# engine making weird loud noise after running out of gas



## jwest302 (Nov 30, 2006)

ok so a few days ago i ran out of gas and put only a gallon in and then it ran for a little bit then stalled out. So i tried starting it a few more times and it didnt work. So i pump the gas a little and it started but then immediately it died again. so i ended up having to get more gas. So after that happened my car was making louder than normal engine noises coming from the right front tire area. its very loud. it almost sounds like i have a big exhaust leak. Ok so a week later i got a oil changer and ever since that oil change, the loud engine noise has been even louder. I am not car savvy please help.

Does runny out of gas in a fuel injected car hurt the engine at all?? help help


----------



## ConKBot of Doom (Jul 24, 2006)

It could be something un-related... one day driving, my car just got loud as hell, and it turns out that a pipe running from the exhaust manifold to the cat had just sheared off at one of its flanges somehow. 

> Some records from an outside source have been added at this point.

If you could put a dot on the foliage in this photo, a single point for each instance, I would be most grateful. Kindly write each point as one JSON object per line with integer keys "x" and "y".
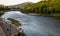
{"x": 14, "y": 22}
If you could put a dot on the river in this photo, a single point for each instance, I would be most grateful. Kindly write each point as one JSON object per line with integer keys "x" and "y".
{"x": 36, "y": 25}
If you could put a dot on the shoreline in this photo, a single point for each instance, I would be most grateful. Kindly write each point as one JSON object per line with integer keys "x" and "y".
{"x": 34, "y": 14}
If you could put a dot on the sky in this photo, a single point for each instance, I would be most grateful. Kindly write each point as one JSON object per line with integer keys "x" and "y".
{"x": 13, "y": 2}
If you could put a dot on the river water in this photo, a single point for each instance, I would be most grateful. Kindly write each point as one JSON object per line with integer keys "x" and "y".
{"x": 36, "y": 25}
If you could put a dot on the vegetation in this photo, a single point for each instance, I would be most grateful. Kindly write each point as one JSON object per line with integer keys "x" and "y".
{"x": 48, "y": 7}
{"x": 15, "y": 22}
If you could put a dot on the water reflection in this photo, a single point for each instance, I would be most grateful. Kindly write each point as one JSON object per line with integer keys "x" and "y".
{"x": 36, "y": 25}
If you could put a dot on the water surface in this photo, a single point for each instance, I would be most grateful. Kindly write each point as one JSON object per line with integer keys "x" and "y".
{"x": 36, "y": 25}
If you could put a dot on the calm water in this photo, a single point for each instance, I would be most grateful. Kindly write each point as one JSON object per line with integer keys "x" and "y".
{"x": 36, "y": 25}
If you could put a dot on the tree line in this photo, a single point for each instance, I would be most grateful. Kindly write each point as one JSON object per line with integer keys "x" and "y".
{"x": 42, "y": 7}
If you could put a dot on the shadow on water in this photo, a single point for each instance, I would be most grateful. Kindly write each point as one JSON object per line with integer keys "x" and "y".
{"x": 36, "y": 25}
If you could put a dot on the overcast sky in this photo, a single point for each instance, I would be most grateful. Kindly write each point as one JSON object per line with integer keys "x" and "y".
{"x": 13, "y": 2}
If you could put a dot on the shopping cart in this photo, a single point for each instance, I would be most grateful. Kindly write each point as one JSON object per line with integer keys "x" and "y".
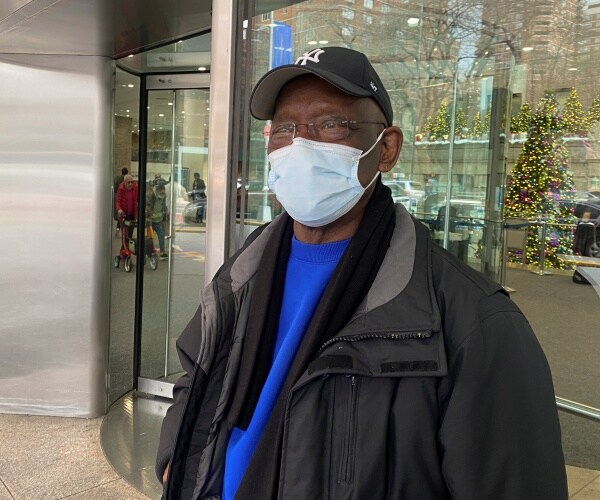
{"x": 129, "y": 246}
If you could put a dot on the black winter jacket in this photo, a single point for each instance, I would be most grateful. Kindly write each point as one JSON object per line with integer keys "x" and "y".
{"x": 437, "y": 388}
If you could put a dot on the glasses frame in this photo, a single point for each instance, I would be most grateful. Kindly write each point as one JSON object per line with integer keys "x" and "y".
{"x": 314, "y": 131}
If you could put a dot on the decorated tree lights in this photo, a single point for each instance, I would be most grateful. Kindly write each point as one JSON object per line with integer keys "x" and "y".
{"x": 576, "y": 120}
{"x": 542, "y": 188}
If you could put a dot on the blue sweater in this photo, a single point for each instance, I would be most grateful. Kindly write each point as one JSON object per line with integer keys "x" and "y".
{"x": 308, "y": 271}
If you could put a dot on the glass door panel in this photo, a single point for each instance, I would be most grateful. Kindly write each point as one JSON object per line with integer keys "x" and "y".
{"x": 176, "y": 178}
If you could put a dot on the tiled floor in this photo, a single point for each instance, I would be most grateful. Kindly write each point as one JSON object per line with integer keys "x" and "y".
{"x": 55, "y": 458}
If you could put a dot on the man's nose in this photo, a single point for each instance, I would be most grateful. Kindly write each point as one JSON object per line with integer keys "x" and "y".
{"x": 303, "y": 130}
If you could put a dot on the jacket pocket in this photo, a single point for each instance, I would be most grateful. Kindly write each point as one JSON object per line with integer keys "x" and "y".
{"x": 348, "y": 421}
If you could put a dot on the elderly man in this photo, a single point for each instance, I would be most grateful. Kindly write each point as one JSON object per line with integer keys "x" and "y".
{"x": 342, "y": 355}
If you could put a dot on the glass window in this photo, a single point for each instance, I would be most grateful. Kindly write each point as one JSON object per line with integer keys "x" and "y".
{"x": 499, "y": 103}
{"x": 348, "y": 14}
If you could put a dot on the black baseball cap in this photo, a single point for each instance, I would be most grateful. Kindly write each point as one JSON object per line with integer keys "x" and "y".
{"x": 347, "y": 69}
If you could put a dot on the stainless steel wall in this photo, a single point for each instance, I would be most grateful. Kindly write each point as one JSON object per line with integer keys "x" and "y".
{"x": 55, "y": 177}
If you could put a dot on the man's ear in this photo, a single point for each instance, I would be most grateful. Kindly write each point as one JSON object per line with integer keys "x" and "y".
{"x": 391, "y": 145}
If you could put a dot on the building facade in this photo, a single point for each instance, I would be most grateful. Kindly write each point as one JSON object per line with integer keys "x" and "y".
{"x": 479, "y": 88}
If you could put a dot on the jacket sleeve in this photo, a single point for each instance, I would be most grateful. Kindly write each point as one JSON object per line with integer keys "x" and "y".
{"x": 500, "y": 434}
{"x": 188, "y": 346}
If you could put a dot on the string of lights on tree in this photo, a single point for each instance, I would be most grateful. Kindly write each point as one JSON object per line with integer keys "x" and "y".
{"x": 541, "y": 185}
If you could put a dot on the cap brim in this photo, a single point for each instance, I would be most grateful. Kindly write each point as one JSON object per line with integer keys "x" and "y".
{"x": 264, "y": 95}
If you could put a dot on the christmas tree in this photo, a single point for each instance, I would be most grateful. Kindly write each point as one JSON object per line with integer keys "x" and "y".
{"x": 574, "y": 117}
{"x": 593, "y": 115}
{"x": 486, "y": 122}
{"x": 460, "y": 124}
{"x": 523, "y": 119}
{"x": 477, "y": 126}
{"x": 441, "y": 123}
{"x": 542, "y": 187}
{"x": 427, "y": 130}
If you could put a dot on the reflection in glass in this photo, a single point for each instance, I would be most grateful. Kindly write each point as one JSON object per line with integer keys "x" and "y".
{"x": 122, "y": 310}
{"x": 177, "y": 153}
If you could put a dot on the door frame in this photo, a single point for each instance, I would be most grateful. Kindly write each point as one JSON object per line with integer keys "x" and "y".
{"x": 174, "y": 82}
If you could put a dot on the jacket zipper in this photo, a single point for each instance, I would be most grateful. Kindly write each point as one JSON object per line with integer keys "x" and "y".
{"x": 367, "y": 336}
{"x": 345, "y": 473}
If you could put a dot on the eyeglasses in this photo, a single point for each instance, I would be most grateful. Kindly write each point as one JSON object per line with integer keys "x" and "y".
{"x": 327, "y": 130}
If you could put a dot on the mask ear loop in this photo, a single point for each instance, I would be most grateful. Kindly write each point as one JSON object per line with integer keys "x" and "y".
{"x": 374, "y": 144}
{"x": 366, "y": 153}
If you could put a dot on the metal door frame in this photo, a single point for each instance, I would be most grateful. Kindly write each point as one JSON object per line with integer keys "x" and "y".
{"x": 173, "y": 82}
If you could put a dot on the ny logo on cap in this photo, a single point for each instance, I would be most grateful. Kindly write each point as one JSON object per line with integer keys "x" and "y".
{"x": 312, "y": 55}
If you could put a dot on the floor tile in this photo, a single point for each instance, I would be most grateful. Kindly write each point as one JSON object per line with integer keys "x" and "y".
{"x": 51, "y": 457}
{"x": 590, "y": 492}
{"x": 115, "y": 490}
{"x": 4, "y": 494}
{"x": 579, "y": 479}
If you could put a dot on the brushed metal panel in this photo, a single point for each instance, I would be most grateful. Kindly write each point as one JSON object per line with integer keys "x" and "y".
{"x": 55, "y": 133}
{"x": 219, "y": 134}
{"x": 8, "y": 7}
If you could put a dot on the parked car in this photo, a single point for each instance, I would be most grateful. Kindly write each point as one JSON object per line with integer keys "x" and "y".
{"x": 415, "y": 190}
{"x": 587, "y": 233}
{"x": 400, "y": 195}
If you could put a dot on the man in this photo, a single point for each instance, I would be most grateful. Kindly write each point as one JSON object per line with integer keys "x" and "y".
{"x": 157, "y": 214}
{"x": 126, "y": 201}
{"x": 198, "y": 196}
{"x": 340, "y": 353}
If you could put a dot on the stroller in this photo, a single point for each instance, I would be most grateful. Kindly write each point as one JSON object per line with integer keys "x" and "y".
{"x": 195, "y": 210}
{"x": 129, "y": 246}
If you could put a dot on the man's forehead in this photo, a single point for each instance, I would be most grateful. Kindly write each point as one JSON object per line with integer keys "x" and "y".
{"x": 309, "y": 91}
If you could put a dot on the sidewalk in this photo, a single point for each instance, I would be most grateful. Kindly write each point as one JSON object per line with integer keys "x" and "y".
{"x": 51, "y": 458}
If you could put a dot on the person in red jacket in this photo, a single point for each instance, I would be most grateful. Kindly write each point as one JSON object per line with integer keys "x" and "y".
{"x": 126, "y": 201}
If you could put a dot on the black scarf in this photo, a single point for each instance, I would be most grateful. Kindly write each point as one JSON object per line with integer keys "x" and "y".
{"x": 346, "y": 289}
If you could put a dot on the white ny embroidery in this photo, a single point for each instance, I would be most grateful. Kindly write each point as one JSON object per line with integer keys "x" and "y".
{"x": 312, "y": 55}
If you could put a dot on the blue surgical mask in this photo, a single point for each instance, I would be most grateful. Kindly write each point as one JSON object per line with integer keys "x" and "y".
{"x": 317, "y": 182}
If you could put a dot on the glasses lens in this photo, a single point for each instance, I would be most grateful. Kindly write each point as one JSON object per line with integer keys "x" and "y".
{"x": 282, "y": 134}
{"x": 331, "y": 130}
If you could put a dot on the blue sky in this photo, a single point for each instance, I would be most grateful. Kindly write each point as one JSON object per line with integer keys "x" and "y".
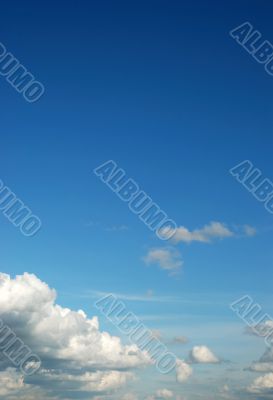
{"x": 162, "y": 89}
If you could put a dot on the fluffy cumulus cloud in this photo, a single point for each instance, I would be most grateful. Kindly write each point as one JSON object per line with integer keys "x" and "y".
{"x": 183, "y": 371}
{"x": 164, "y": 394}
{"x": 78, "y": 360}
{"x": 167, "y": 258}
{"x": 208, "y": 233}
{"x": 202, "y": 355}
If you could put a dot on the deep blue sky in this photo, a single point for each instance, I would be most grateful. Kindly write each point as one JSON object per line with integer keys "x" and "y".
{"x": 161, "y": 88}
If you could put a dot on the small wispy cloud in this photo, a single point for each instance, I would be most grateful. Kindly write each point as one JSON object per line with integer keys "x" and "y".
{"x": 210, "y": 232}
{"x": 167, "y": 258}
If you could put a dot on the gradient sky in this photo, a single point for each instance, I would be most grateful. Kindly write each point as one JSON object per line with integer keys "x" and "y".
{"x": 163, "y": 90}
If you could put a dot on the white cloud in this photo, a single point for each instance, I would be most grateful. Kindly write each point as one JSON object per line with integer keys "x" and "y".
{"x": 129, "y": 396}
{"x": 167, "y": 258}
{"x": 183, "y": 371}
{"x": 180, "y": 339}
{"x": 75, "y": 354}
{"x": 164, "y": 394}
{"x": 202, "y": 355}
{"x": 208, "y": 233}
{"x": 261, "y": 367}
{"x": 214, "y": 230}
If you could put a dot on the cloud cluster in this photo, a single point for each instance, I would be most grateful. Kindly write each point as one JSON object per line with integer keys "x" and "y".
{"x": 77, "y": 358}
{"x": 183, "y": 371}
{"x": 167, "y": 258}
{"x": 212, "y": 231}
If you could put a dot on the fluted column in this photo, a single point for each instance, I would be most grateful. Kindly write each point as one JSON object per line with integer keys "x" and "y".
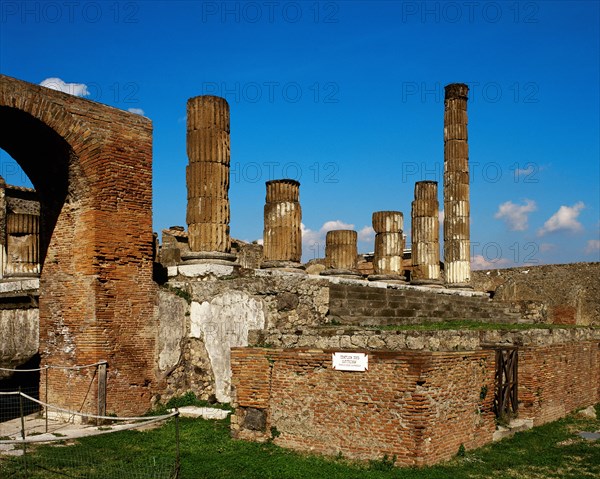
{"x": 208, "y": 174}
{"x": 341, "y": 253}
{"x": 457, "y": 257}
{"x": 389, "y": 245}
{"x": 425, "y": 245}
{"x": 282, "y": 236}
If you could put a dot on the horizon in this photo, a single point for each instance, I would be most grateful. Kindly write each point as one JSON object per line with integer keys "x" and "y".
{"x": 347, "y": 98}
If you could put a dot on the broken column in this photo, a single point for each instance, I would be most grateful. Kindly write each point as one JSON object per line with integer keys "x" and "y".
{"x": 425, "y": 248}
{"x": 457, "y": 257}
{"x": 341, "y": 253}
{"x": 282, "y": 236}
{"x": 207, "y": 177}
{"x": 389, "y": 246}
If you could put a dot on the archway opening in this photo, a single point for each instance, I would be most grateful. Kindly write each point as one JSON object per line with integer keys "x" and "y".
{"x": 46, "y": 159}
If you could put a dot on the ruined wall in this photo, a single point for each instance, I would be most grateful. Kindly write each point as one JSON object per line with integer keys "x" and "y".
{"x": 416, "y": 405}
{"x": 555, "y": 380}
{"x": 92, "y": 167}
{"x": 419, "y": 407}
{"x": 360, "y": 305}
{"x": 557, "y": 293}
{"x": 19, "y": 322}
{"x": 197, "y": 333}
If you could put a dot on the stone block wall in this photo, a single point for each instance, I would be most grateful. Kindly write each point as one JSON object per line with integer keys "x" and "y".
{"x": 364, "y": 306}
{"x": 555, "y": 380}
{"x": 417, "y": 406}
{"x": 554, "y": 293}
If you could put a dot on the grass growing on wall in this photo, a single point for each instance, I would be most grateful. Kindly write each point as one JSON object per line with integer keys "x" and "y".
{"x": 207, "y": 451}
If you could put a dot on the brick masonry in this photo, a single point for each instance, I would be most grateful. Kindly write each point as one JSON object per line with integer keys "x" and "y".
{"x": 92, "y": 167}
{"x": 417, "y": 406}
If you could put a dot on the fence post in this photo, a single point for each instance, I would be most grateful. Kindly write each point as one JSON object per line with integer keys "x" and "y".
{"x": 46, "y": 400}
{"x": 102, "y": 389}
{"x": 23, "y": 431}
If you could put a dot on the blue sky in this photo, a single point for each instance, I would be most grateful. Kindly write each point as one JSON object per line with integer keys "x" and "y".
{"x": 347, "y": 97}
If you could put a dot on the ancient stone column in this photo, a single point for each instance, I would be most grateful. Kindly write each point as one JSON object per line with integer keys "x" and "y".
{"x": 341, "y": 253}
{"x": 389, "y": 246}
{"x": 282, "y": 236}
{"x": 457, "y": 257}
{"x": 208, "y": 174}
{"x": 425, "y": 247}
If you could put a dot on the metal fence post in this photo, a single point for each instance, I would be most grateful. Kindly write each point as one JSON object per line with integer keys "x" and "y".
{"x": 102, "y": 389}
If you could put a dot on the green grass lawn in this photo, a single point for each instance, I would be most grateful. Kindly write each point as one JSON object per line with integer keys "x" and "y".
{"x": 207, "y": 451}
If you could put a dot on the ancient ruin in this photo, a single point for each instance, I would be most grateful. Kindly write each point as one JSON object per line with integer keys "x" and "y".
{"x": 207, "y": 175}
{"x": 282, "y": 238}
{"x": 389, "y": 246}
{"x": 425, "y": 235}
{"x": 457, "y": 254}
{"x": 327, "y": 363}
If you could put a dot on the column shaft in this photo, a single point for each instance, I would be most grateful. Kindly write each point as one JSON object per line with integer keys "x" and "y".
{"x": 207, "y": 174}
{"x": 282, "y": 236}
{"x": 457, "y": 257}
{"x": 425, "y": 246}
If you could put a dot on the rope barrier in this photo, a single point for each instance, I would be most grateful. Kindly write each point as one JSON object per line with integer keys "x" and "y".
{"x": 90, "y": 416}
{"x": 98, "y": 432}
{"x": 99, "y": 363}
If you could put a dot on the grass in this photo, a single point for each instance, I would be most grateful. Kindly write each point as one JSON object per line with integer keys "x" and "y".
{"x": 207, "y": 451}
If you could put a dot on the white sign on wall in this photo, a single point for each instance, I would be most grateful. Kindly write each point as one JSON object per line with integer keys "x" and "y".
{"x": 350, "y": 361}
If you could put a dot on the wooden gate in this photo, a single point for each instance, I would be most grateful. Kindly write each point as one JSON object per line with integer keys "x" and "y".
{"x": 506, "y": 397}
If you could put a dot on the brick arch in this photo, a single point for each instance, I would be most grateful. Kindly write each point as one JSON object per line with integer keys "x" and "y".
{"x": 92, "y": 167}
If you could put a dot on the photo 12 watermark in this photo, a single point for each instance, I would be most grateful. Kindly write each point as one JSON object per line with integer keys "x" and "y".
{"x": 274, "y": 91}
{"x": 489, "y": 172}
{"x": 270, "y": 12}
{"x": 469, "y": 12}
{"x": 487, "y": 92}
{"x": 254, "y": 172}
{"x": 67, "y": 11}
{"x": 494, "y": 254}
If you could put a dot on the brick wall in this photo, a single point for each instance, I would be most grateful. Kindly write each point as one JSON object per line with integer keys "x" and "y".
{"x": 92, "y": 167}
{"x": 553, "y": 293}
{"x": 417, "y": 406}
{"x": 555, "y": 380}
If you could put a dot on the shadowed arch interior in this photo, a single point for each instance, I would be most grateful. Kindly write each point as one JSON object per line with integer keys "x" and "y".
{"x": 46, "y": 158}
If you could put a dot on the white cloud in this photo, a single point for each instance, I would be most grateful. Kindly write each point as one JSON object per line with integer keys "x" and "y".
{"x": 313, "y": 241}
{"x": 565, "y": 219}
{"x": 592, "y": 246}
{"x": 480, "y": 262}
{"x": 76, "y": 89}
{"x": 137, "y": 111}
{"x": 515, "y": 215}
{"x": 336, "y": 225}
{"x": 546, "y": 247}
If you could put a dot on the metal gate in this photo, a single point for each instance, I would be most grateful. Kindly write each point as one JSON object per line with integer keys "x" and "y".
{"x": 507, "y": 372}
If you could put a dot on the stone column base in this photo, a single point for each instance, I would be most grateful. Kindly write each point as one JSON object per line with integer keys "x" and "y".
{"x": 282, "y": 265}
{"x": 207, "y": 257}
{"x": 431, "y": 283}
{"x": 341, "y": 273}
{"x": 460, "y": 286}
{"x": 388, "y": 278}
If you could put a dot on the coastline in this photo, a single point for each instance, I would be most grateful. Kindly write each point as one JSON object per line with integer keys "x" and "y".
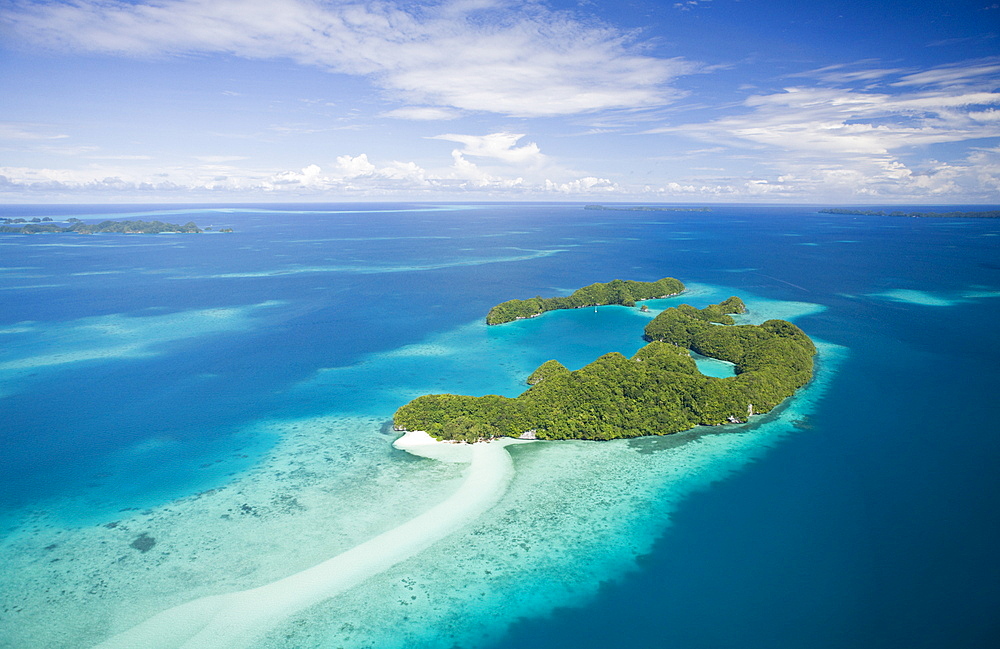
{"x": 236, "y": 619}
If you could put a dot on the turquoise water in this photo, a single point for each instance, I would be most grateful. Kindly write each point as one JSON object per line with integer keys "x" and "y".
{"x": 226, "y": 397}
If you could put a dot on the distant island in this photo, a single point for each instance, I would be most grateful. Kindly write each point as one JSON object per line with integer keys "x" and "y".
{"x": 646, "y": 208}
{"x": 46, "y": 225}
{"x": 995, "y": 214}
{"x": 657, "y": 391}
{"x": 624, "y": 293}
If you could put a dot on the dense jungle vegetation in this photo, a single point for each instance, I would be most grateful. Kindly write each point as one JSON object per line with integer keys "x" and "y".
{"x": 657, "y": 391}
{"x": 625, "y": 293}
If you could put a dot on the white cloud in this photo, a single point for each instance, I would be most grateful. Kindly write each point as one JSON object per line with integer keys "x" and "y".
{"x": 515, "y": 58}
{"x": 588, "y": 185}
{"x": 501, "y": 146}
{"x": 421, "y": 113}
{"x": 873, "y": 140}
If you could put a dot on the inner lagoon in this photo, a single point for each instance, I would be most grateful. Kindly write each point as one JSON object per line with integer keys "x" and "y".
{"x": 192, "y": 416}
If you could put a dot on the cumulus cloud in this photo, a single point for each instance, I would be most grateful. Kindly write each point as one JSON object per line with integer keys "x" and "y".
{"x": 500, "y": 146}
{"x": 515, "y": 58}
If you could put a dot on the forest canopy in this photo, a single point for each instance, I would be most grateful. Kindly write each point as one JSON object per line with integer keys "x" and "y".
{"x": 657, "y": 391}
{"x": 104, "y": 227}
{"x": 625, "y": 293}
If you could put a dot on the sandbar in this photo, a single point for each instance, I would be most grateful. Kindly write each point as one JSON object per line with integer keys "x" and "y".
{"x": 234, "y": 620}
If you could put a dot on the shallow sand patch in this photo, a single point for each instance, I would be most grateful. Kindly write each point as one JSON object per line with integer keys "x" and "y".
{"x": 234, "y": 620}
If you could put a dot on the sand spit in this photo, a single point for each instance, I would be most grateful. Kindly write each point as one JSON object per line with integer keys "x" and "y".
{"x": 235, "y": 619}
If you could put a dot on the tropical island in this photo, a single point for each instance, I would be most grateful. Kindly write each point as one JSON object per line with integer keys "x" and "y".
{"x": 657, "y": 391}
{"x": 646, "y": 208}
{"x": 994, "y": 214}
{"x": 46, "y": 225}
{"x": 623, "y": 293}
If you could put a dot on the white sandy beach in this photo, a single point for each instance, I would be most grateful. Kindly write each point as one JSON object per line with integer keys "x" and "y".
{"x": 235, "y": 619}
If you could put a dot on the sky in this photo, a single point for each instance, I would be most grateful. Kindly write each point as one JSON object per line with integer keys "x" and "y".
{"x": 693, "y": 101}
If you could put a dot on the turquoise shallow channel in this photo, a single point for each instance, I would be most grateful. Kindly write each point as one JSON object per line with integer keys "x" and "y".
{"x": 221, "y": 424}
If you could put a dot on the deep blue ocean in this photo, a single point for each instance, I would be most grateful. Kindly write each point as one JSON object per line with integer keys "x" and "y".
{"x": 138, "y": 370}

I lined it back up and welded the bottom, still a leak, and still loud, but not as loud as it used to be. I'll have to pull the bolts and weld it up outside the car. Examine the exhaust pipe for leaks, it could or could not even be related to the running out of fuel.


----------



## jwest302 (Nov 30, 2006)

ok thanks, ill take a look at that. also i can notice a change in performance. It seems to have a lack of power now. very bizzare, thanks again


----------



## ConKBot of Doom (Jul 24, 2006)

jwest302 said:


> ok thanks, ill take a look at that. also i can notice a change in performance. It seems to have a lack of power now. very bizzare, thanks again



Same thing happened to mine, lose back-pressure, and lose your low end torque...


----------